Deutsche Post AG vereint Paket- und Briefsparte 

Die Deutsche Post wird ihre Paketsparte aus dem Expressgeschäft ausgliedern und in die Briefsparte integrieren. Hierauf hat sich der Konzern eigenen Angaben zufolge mit der Gewerkschaft Verdi geeinigt. Beide Geschäfte werden künftig in der Zuständigkeit des Konzernvorstands Brief liegen. Nicht betroffen von der Maßnahme ist der Dokumenten- und Express-Versand, der beim Unternehmensbereich Express verbleibt. Mit den hinzukommenden rund 2,6 Mrd. Euro Umsatz wird der Unternehmensbereich Brief dann einen Gesamtumsatz von rund 15,5 Mrd. Euro verbuchen.

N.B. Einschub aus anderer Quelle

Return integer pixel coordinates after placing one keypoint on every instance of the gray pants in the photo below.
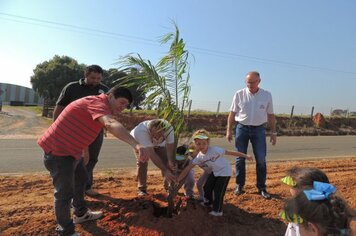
(201, 181)
(142, 168)
(94, 150)
(69, 177)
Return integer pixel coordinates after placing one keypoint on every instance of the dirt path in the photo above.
(26, 204)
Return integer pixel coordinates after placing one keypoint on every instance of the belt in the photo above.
(251, 126)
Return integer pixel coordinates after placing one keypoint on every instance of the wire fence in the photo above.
(289, 110)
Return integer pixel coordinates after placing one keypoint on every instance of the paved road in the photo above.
(23, 155)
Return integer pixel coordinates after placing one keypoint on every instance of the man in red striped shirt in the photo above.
(63, 143)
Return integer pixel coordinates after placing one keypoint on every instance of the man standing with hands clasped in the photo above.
(87, 86)
(252, 107)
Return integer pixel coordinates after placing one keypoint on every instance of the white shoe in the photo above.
(89, 215)
(205, 204)
(215, 213)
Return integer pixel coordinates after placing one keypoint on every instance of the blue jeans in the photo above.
(94, 150)
(257, 136)
(69, 178)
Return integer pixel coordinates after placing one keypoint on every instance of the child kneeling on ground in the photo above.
(210, 156)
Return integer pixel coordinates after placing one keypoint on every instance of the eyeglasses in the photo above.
(293, 219)
(288, 180)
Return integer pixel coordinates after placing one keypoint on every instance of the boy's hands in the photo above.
(170, 176)
(142, 153)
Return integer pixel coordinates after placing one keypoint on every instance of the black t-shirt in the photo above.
(79, 89)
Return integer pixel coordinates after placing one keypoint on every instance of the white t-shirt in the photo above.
(252, 109)
(292, 230)
(142, 135)
(214, 159)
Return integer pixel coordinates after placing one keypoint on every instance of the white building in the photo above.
(18, 95)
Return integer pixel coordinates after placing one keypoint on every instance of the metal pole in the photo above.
(291, 113)
(217, 111)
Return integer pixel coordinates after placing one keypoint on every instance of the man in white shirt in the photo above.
(252, 107)
(158, 137)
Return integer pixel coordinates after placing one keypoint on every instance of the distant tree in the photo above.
(114, 76)
(51, 76)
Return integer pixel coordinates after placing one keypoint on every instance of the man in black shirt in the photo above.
(90, 85)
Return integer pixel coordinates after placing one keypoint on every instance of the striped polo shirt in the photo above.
(76, 127)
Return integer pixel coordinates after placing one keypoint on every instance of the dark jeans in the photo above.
(69, 178)
(257, 136)
(214, 190)
(94, 150)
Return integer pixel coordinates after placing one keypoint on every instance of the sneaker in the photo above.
(239, 190)
(142, 193)
(265, 194)
(89, 215)
(205, 204)
(91, 192)
(215, 213)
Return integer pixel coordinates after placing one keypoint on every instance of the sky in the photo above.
(304, 50)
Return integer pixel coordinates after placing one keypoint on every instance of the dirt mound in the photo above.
(26, 204)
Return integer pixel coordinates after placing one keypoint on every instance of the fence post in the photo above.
(217, 111)
(291, 113)
(190, 106)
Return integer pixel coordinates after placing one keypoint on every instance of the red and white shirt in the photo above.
(76, 127)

Hintergrund der Entscheidung sind laut Deutsche Post zusätzliche Qualitätsverbesserungen sowie gleichzeitig erhebliche Kostenvorteile. Letzteres dürfte wohl der Hauptgrund für die Entscheidung zur Zusammenlegung sein. Das nahende Ende des Briefmonopols zwingt den Gelben Riesen zu Einsparungen um drohende Verluste möglichst abzufedern. Das Briefgeschäft ist mit 44,6 Mrd. Euro Vorjahresumsatz die wichtigste Stütze des Konzerns. Wie nervös die Deutsche Post im Hinblick auf den Fall des Briefmonopols ist, zeigen Äußerungen des Vorstandsvorsitzenden Klaus Zumwinkel. Die Financial Times Deutschland (FTD) zitiert Zumwinkel in ihrer heutigen Ausgabe wie folgt: "Wenn ich zu viel Marktanteil verliere, behalte ich mir Preissenkungen vor, die die Geschäftspläne der Wettbewerber ganz schön durcheinanderbringen werden."

Im Paketbereich hat die Post-Tochter DHL bereits erfahren müssen, wie sehr ein vollends liberalisierter Markt dem eigenen Geschäft zusetzen kann. Alternative Paketdienste wie Hermes haben DHL innerhalb weniger Jahre bis zu einem Viertel der Marktanteile abgejagt. Für den Briefbereich schwant der Post nun ähnliches. Die schärfsten Konkurrenten dürften dabei die TNT Post, eine Tochter des niederländischen Anbieters TNT, und die PIN Group sein.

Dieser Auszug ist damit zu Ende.